Nelle mani il destino…

C’è chi nasce coi pugni serrati, chi con le mani spalancate e chi col pollice in bocca, qualcuno persino con le mani giunte o protese in avanti, come per difendersi. Il carattere già si profila dalle mani, perché il neonato non ha ancora a fuoco la vista; la luce originaria e il buio del passaggio, lo hanno reso provvisoriamente cieco. Sicché le mani parlano al suo posto. C’è chi rimane cieco per tutta la vita, anche se vede.
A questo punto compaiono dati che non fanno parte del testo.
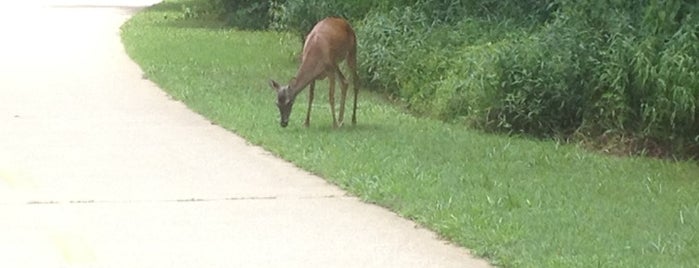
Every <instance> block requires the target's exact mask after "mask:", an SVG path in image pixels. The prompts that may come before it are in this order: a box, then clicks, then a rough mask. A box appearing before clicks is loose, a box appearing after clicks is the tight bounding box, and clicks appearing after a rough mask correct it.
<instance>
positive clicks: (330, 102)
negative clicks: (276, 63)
mask: <svg viewBox="0 0 699 268" xmlns="http://www.w3.org/2000/svg"><path fill="white" fill-rule="evenodd" d="M343 60H346V62H347V66H348V67H349V69H350V71H351V72H352V73H351V75H352V86H353V87H354V107H353V108H352V124H353V125H354V124H356V123H357V116H356V113H357V95H358V89H357V39H356V37H355V34H354V30H352V26H350V25H349V23H348V22H347V21H346V20H344V19H341V18H335V17H329V18H325V19H323V20H321V21H320V22H318V23H317V24H316V25H315V26H314V27H313V29H312V30H311V32H310V33H309V34H308V36H306V42H305V43H304V44H303V54H302V55H301V66H300V67H299V69H298V71H297V72H296V76H295V77H294V78H292V79H291V81H290V82H289V85H287V86H282V85H280V84H279V83H277V82H276V81H274V80H270V86H271V87H272V88H273V89H274V90H275V91H276V92H277V107H278V108H279V114H280V117H281V120H280V124H281V126H282V127H286V126H287V125H289V115H290V114H291V107H292V106H293V105H294V100H295V99H296V96H297V95H298V94H299V93H300V92H301V91H302V90H303V89H304V88H305V87H306V86H308V85H310V87H309V92H308V111H307V113H306V121H305V122H304V126H306V127H308V125H309V124H310V119H311V107H312V106H313V91H314V90H315V84H316V80H322V79H324V78H326V77H327V78H328V83H329V84H330V89H329V93H328V97H329V100H330V112H331V113H332V116H333V128H337V127H338V126H341V125H342V122H343V118H344V115H345V99H346V97H347V87H348V83H347V80H346V79H345V76H344V75H342V72H341V71H340V67H339V64H340V63H341V62H342V61H343ZM335 78H338V79H340V87H341V90H342V92H341V94H342V95H341V98H340V114H339V117H340V120H339V124H338V121H337V119H336V118H335Z"/></svg>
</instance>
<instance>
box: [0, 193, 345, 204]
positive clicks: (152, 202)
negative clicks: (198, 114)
mask: <svg viewBox="0 0 699 268" xmlns="http://www.w3.org/2000/svg"><path fill="white" fill-rule="evenodd" d="M335 198H353V197H351V196H347V195H312V196H297V197H296V199H335ZM277 199H288V198H285V197H279V196H239V197H224V198H197V197H194V198H179V199H142V200H136V199H126V200H97V199H77V200H29V201H26V202H0V205H4V206H7V205H32V206H35V205H65V204H69V205H86V204H146V203H203V202H231V201H255V200H277Z"/></svg>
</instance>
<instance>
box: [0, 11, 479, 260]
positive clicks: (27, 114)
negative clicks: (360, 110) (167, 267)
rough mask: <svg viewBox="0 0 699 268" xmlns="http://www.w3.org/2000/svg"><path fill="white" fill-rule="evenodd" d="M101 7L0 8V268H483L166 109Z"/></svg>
mask: <svg viewBox="0 0 699 268" xmlns="http://www.w3.org/2000/svg"><path fill="white" fill-rule="evenodd" d="M113 1H114V3H110V2H108V1H104V0H101V1H96V0H82V2H77V1H75V0H74V1H73V2H68V1H65V0H64V1H59V0H54V1H46V0H43V1H42V2H37V1H36V0H34V2H31V1H17V2H22V4H20V5H17V4H15V5H9V6H7V4H3V9H2V11H1V12H2V13H3V15H1V16H0V33H2V41H1V42H0V267H8V268H11V267H120V268H121V267H486V266H487V263H486V262H484V261H481V260H475V259H473V258H472V257H471V256H469V254H468V252H467V251H466V250H464V249H460V248H457V247H454V246H451V245H448V244H447V243H445V242H443V241H440V240H438V239H436V238H435V235H434V234H433V233H432V232H429V231H426V230H424V229H421V228H418V227H416V226H415V224H414V223H412V222H410V221H407V220H404V219H401V218H399V217H397V216H396V215H395V214H393V213H391V212H389V211H387V210H385V209H383V208H379V207H377V206H373V205H368V204H363V203H361V202H359V201H358V200H357V199H356V198H354V197H349V196H347V195H346V194H345V193H344V192H342V191H341V190H339V189H337V188H336V187H334V186H331V185H329V184H328V183H326V182H325V181H324V180H322V179H321V178H318V177H316V176H313V175H310V174H308V173H307V172H304V171H302V170H299V169H297V168H295V167H294V166H292V165H290V164H288V163H286V162H284V161H282V160H279V159H276V158H274V157H272V156H270V155H269V154H268V153H266V152H265V151H263V150H261V149H260V148H257V147H253V146H249V145H247V144H246V142H245V141H244V140H242V139H241V138H239V137H237V136H235V135H233V134H231V133H228V132H226V131H224V130H223V129H221V128H219V127H217V126H214V125H211V124H210V123H209V122H208V121H207V120H205V119H204V118H202V117H201V116H199V115H196V114H194V113H192V112H191V111H189V110H187V109H186V108H185V106H184V105H183V104H181V103H178V102H175V101H171V100H170V99H169V98H168V97H167V96H166V95H165V94H164V93H163V92H161V91H160V90H159V89H158V88H157V87H156V86H155V85H153V84H152V83H151V82H149V81H147V80H143V79H142V74H141V71H140V69H139V68H138V66H137V65H135V64H134V63H133V62H131V61H130V59H129V58H128V57H127V56H126V55H125V53H124V51H123V48H122V46H121V43H120V39H119V26H120V25H121V24H122V23H123V22H124V21H125V20H126V19H128V17H129V16H131V15H132V14H133V13H134V12H136V11H137V10H138V8H139V7H142V6H145V5H148V4H150V3H148V0H146V1H140V2H139V1H133V0H131V1H125V0H121V1H119V0H113ZM151 1H153V0H151Z"/></svg>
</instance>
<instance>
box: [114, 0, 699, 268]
mask: <svg viewBox="0 0 699 268" xmlns="http://www.w3.org/2000/svg"><path fill="white" fill-rule="evenodd" d="M122 37H123V41H124V43H125V46H126V49H127V51H128V53H129V54H130V55H131V56H132V57H133V58H134V59H135V60H136V61H137V62H138V63H139V64H140V65H141V67H142V68H143V70H144V72H145V74H144V75H145V76H147V77H148V78H149V79H151V80H153V81H155V82H156V83H157V84H159V85H160V86H161V87H162V88H163V89H164V90H166V91H167V92H168V93H169V94H170V95H172V96H173V98H175V99H178V100H181V101H183V102H184V103H186V104H187V105H188V106H189V107H190V108H191V109H193V110H194V111H196V112H198V113H201V114H203V115H204V116H206V117H207V118H209V119H210V120H212V121H213V122H215V123H216V124H219V125H221V126H223V127H225V128H227V129H229V130H231V131H233V132H235V133H237V134H239V135H241V136H243V137H245V138H246V139H248V140H249V141H250V142H252V143H254V144H257V145H260V146H262V147H264V148H266V149H267V150H269V151H271V152H273V153H275V154H277V155H279V156H280V157H283V158H284V159H287V160H289V161H291V162H293V163H295V164H296V165H298V166H299V167H302V168H304V169H306V170H309V171H311V172H314V173H316V174H318V175H320V176H322V177H324V178H326V179H327V180H329V181H331V182H333V183H335V184H337V185H339V186H341V187H342V188H344V189H347V190H348V191H350V192H351V193H353V194H354V195H357V196H359V197H360V198H362V199H363V200H366V201H367V202H372V203H377V204H380V205H382V206H385V207H388V208H390V209H391V210H393V211H396V212H397V213H398V214H400V215H402V216H404V217H406V218H410V219H413V220H415V221H417V222H419V223H420V224H422V225H424V226H425V227H426V228H429V229H432V230H435V231H436V232H437V233H439V234H440V235H442V236H443V237H444V238H445V239H448V240H450V241H453V242H454V243H456V244H459V245H462V246H464V247H467V248H469V249H471V250H472V251H473V252H474V253H475V254H477V255H479V256H482V257H485V258H487V259H488V260H490V261H491V262H492V263H494V264H496V265H498V266H502V267H697V266H698V265H699V234H698V232H697V231H699V165H697V163H696V162H671V161H663V160H655V159H646V158H640V157H639V158H619V157H612V156H605V155H600V154H597V153H594V152H589V151H585V150H582V149H579V148H577V147H576V146H572V145H562V144H558V143H555V142H551V141H535V140H528V139H523V138H516V137H507V136H501V135H488V134H483V133H480V132H477V131H473V130H469V129H467V128H466V127H463V126H460V125H451V124H444V123H441V122H439V121H434V120H429V119H425V118H416V117H413V116H411V115H409V114H407V113H405V112H403V111H402V110H401V109H400V108H397V107H395V106H393V105H392V104H390V103H388V102H386V101H384V100H383V98H381V97H380V96H377V95H375V94H372V93H370V92H369V91H367V90H365V89H363V90H362V92H360V104H359V107H360V108H359V111H358V125H357V126H355V127H352V126H350V125H349V124H347V125H346V126H344V127H343V128H341V129H338V130H334V129H332V128H331V127H330V126H331V121H332V120H331V117H330V113H329V105H328V101H327V97H326V96H327V95H325V93H326V91H327V90H326V88H327V82H325V81H321V82H319V84H318V85H319V88H318V89H317V90H316V92H317V93H316V100H315V104H314V110H313V114H312V118H311V127H310V128H303V127H302V126H301V125H302V123H303V119H304V116H305V112H306V105H307V99H306V97H307V96H306V94H305V93H304V94H301V95H300V96H299V98H298V99H297V102H296V106H295V107H294V112H293V113H292V117H291V122H290V126H289V127H288V128H281V127H279V122H278V116H279V115H278V111H277V108H276V106H275V105H274V99H275V95H274V92H273V91H272V90H271V89H270V88H269V86H268V79H270V78H273V79H276V80H278V81H280V82H285V81H287V80H288V79H289V78H290V77H291V76H292V75H293V74H294V72H295V69H296V66H297V63H296V61H295V58H294V55H295V54H296V51H297V50H299V49H300V44H299V41H298V40H296V39H295V38H294V37H293V36H290V35H286V34H282V33H273V32H244V31H236V30H232V29H224V28H221V27H219V25H218V24H217V23H216V22H214V21H202V20H199V21H197V20H194V19H186V18H185V15H184V14H183V13H182V8H181V7H180V5H179V2H172V1H166V2H165V3H163V4H160V5H158V6H155V7H153V8H150V9H148V10H146V11H144V12H142V13H140V14H138V15H136V16H135V17H134V18H133V19H132V20H130V21H129V22H127V23H126V24H125V25H124V26H123V32H122ZM360 63H361V59H360ZM349 115H350V114H349V113H348V114H347V117H346V119H347V122H349ZM183 142H184V141H183ZM202 179H205V178H202Z"/></svg>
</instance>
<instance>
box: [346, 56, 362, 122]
mask: <svg viewBox="0 0 699 268" xmlns="http://www.w3.org/2000/svg"><path fill="white" fill-rule="evenodd" d="M347 67H349V70H350V76H351V78H352V88H353V90H354V104H353V107H352V125H356V124H357V95H359V88H358V87H357V84H358V79H359V77H358V76H357V48H356V45H355V46H354V47H353V48H352V49H350V51H349V53H348V55H347ZM343 102H344V101H343Z"/></svg>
L’infanzia è una mano che si apre, e stringe altre mani, per gioco o per farsi guidare, conosce il mondo maneggiando le cose; la gioventù spalanca le mani, afferra con vigore il mondo, abbraccia la vita. La vita adulta si abituerà poi a prendere e lasciare la presa, ad afferrare pesi, armi, valigie; a maneggiare, manipolare, condurre per mano, tendere la mano per soccorrere o essere soccorsi. La vecchiaia è una mano che si chiude, si rinserra nel pugno, si appoggia a un bastone, stringe quel che resta, temendo di perderlo, fino a che non gli resta più nulla e stringe un pugno d’aria. Il mondo del vecchio si restringe, si fa sempre più piccolo, introverso, a volte si rinchiude dentro il suo corpo, il suo intestino, i suoi organi che funzionano male. Le sue mani sono impotenti, il mondo è sempre meno a portata delle sue mani, che cominciano a tremare e cercano sostegni.
Le mani sono la gloria dell’uomo rispetto agli animali; sono l’intelligenza del corpo, pensiero tattile, prensile, toccante. Sono la mappa dove è segnata la sua fatica passata ed è scritto il suo cammino futuro”.